The Dublin, Ireland and Atlanta-based Waratek revealed security threats still exist despite Oracle's latest Critical Patch Update. The CPU provided fixes for the Meltdown and Spectre chip flaws and Java vulnerabilities.
The January 2018 Oracle Critical Patch Update contained fixes for 237 vulnerabilities across hundreds of Oracle products, including the company's widely used Oracle Database Server and Java Standard Edition.
In its guidance, Waratek, the virtualization-based application security company, indicated the CPU included:
- Fixes for the Java Virtual Machine and four other vulnerable components within the Oracle Database Server, the most severe of which carries a Common Vulnerability Scoring System base score of 9.1 out of 10; three flaws are exploitable remotely without credentials.
- New security fixes for 21 vulnerabilities in multiple versions of Java SE, 18 of which are remotely exploitable without authentication. The most severe of the Java SE vulnerabilities has a CVSS base score of 8.3. The CPU included fixes for flaws in Java SE versions 6 through 9.
- Two deserialization vulnerabilities identified in the Java platform by Waratek contain patched in the January 2018 CPU.
- The number of vulnerabilities patched in the Java platform have doubled since January 2016.
What Waratek discovered is highly technical to many of the corporations and industries using Oracle products but not to cybercriminals looking to exploit any weakness.
"The velocity and volume of Java software flaws continues to trend in the wrong direction," John Matthew Holt, founder and chief technology officer of Waratek said. "One research report showed that 86% of the most severe patches require 30 days or more to apply, while another concludes that the average time to apply a patch is 90 days or longer. In either event, that is an unacceptably long period of time given that attacks often commence within hours of the announcement of a new vulnerability."
He added, "The January 2018 CPU is released into an environment where virtually every enterprise is working to deploy the patches released for the Spectre and Meltdown chip vulnerabilities on top of the routine patches that must be routinely applied."
Waratek indicated while there is some good news in the January CPU, the number of overall bugs patched in the update is down from the high of July 2017, the number of Java flaws found and fixed doubled quarter over quarter since January 2016. Equally troubling is that the number of Java SE flaws remotely exploitable without credentials remains in the double digits after years of single digit risk.
Java deserialization vulnerabilities also continue to be a key component of the January 2018 CPU. Waratek researched the Java Runtime Environment codebase and identified two new unbounded memory allocation vulnerabilities in two JRE subcomponents that may be remotely exploitable without authentication.
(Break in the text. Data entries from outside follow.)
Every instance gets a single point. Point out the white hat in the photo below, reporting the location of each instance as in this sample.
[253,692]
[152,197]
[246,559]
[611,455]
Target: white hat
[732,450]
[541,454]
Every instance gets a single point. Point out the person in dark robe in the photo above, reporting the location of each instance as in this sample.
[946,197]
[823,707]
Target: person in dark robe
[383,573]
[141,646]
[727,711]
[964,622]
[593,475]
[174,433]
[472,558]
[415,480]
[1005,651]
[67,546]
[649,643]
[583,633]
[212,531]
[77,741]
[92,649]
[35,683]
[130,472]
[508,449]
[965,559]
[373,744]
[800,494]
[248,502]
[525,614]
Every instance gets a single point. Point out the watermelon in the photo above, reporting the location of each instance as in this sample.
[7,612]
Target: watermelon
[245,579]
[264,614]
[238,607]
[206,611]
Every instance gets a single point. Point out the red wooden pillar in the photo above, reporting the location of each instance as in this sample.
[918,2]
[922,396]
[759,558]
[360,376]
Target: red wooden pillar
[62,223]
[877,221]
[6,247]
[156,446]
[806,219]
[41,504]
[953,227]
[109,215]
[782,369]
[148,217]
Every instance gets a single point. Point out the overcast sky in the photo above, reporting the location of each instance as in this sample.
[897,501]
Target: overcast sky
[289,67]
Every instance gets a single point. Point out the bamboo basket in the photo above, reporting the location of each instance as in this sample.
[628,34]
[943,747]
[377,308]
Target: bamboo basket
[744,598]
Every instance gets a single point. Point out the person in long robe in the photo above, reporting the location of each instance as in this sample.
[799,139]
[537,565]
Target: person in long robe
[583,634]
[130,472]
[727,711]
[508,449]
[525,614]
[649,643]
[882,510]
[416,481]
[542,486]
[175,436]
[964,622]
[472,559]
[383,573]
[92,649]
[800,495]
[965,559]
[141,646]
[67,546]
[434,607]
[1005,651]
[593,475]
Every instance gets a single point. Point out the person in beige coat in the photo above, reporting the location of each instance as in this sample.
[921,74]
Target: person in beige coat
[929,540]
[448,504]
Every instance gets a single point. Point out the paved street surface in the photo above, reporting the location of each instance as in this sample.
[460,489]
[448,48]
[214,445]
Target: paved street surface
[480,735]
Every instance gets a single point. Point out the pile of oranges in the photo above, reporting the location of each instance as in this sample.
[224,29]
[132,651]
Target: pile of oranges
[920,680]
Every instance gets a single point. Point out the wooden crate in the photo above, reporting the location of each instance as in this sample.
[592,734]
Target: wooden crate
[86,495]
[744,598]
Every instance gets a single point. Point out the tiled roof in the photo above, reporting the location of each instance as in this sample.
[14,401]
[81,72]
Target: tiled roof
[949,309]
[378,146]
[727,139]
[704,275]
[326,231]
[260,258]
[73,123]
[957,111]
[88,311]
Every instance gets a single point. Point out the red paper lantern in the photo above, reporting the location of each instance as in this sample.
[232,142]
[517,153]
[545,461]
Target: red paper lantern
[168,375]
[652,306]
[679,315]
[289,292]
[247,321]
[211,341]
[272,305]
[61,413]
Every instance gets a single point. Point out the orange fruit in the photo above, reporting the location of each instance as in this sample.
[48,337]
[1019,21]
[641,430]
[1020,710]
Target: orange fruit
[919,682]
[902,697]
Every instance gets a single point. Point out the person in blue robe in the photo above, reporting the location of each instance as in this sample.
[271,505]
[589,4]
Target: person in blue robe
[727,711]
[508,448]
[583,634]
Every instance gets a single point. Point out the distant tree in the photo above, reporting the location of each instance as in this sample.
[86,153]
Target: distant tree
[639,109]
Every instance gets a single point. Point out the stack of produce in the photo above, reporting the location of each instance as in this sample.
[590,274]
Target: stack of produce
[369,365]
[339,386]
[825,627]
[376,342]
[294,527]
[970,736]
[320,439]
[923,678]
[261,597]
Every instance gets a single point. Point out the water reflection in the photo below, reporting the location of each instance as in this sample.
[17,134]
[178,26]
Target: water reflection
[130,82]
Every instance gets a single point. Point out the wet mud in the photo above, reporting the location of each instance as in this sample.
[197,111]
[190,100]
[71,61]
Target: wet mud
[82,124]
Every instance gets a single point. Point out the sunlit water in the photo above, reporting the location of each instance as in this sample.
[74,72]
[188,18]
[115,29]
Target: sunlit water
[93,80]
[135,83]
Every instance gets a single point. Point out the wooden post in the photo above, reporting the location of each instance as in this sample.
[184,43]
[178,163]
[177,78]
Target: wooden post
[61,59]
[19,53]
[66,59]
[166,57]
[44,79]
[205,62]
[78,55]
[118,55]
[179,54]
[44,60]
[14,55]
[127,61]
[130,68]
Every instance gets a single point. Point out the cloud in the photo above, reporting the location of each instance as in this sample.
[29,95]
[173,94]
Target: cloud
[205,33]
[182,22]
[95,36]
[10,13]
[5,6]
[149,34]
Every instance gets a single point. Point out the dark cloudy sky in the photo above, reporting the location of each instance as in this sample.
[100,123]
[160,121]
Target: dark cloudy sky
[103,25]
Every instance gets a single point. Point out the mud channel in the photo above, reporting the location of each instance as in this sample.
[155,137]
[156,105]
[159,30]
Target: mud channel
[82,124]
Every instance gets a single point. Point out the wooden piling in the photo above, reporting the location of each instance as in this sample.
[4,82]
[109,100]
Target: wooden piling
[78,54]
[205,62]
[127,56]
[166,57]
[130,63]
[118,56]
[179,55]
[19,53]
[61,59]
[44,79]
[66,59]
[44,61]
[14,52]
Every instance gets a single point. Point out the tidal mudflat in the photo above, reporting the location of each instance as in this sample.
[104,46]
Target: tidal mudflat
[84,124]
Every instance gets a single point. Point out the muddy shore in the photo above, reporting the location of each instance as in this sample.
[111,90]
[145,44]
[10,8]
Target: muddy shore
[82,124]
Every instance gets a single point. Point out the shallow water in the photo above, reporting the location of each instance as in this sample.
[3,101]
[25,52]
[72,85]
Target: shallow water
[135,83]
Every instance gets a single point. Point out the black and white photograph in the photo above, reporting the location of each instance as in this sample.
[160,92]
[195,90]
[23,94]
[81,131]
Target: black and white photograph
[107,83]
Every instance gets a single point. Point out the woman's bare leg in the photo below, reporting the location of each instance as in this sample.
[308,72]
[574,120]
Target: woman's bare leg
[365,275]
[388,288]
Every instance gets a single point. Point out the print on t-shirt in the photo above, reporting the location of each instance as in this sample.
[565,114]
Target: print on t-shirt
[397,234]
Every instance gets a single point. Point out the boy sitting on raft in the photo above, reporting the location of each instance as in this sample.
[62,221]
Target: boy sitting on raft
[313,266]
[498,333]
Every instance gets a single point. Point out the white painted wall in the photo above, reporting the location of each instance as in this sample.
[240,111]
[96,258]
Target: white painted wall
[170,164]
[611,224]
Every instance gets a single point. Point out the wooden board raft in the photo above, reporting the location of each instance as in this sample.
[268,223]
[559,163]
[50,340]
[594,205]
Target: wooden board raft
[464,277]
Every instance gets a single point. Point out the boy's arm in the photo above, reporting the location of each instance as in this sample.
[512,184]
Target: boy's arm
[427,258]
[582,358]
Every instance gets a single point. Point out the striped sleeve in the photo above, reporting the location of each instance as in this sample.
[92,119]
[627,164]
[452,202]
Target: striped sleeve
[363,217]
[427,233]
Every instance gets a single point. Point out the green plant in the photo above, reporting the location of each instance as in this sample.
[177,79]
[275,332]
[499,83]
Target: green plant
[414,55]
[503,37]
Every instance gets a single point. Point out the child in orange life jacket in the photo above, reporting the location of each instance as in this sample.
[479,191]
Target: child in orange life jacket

Waratek explained it is increasingly easy to apply virtual patches that instantly protect vulnerable applications without requiring downtime, code changes or tuning. Purpose-built lightweight plugin agents exist that can shorten the time to apply Java and .NET virtual patches that are the functional equivalent of the physical binary. This allows app security and development teams to better prioritize which apps require a physical patch without the risk of breaking the app or suffering a breach while waiting to deploy the necessary code changes.
Waratek recommended its customers and non-customers apply the virtual patches as quickly as possible as more than 85% of the common vulnerabilities and exposures affecting Java users addressed in the January 2018 CPU are remotely exploitable without credentials.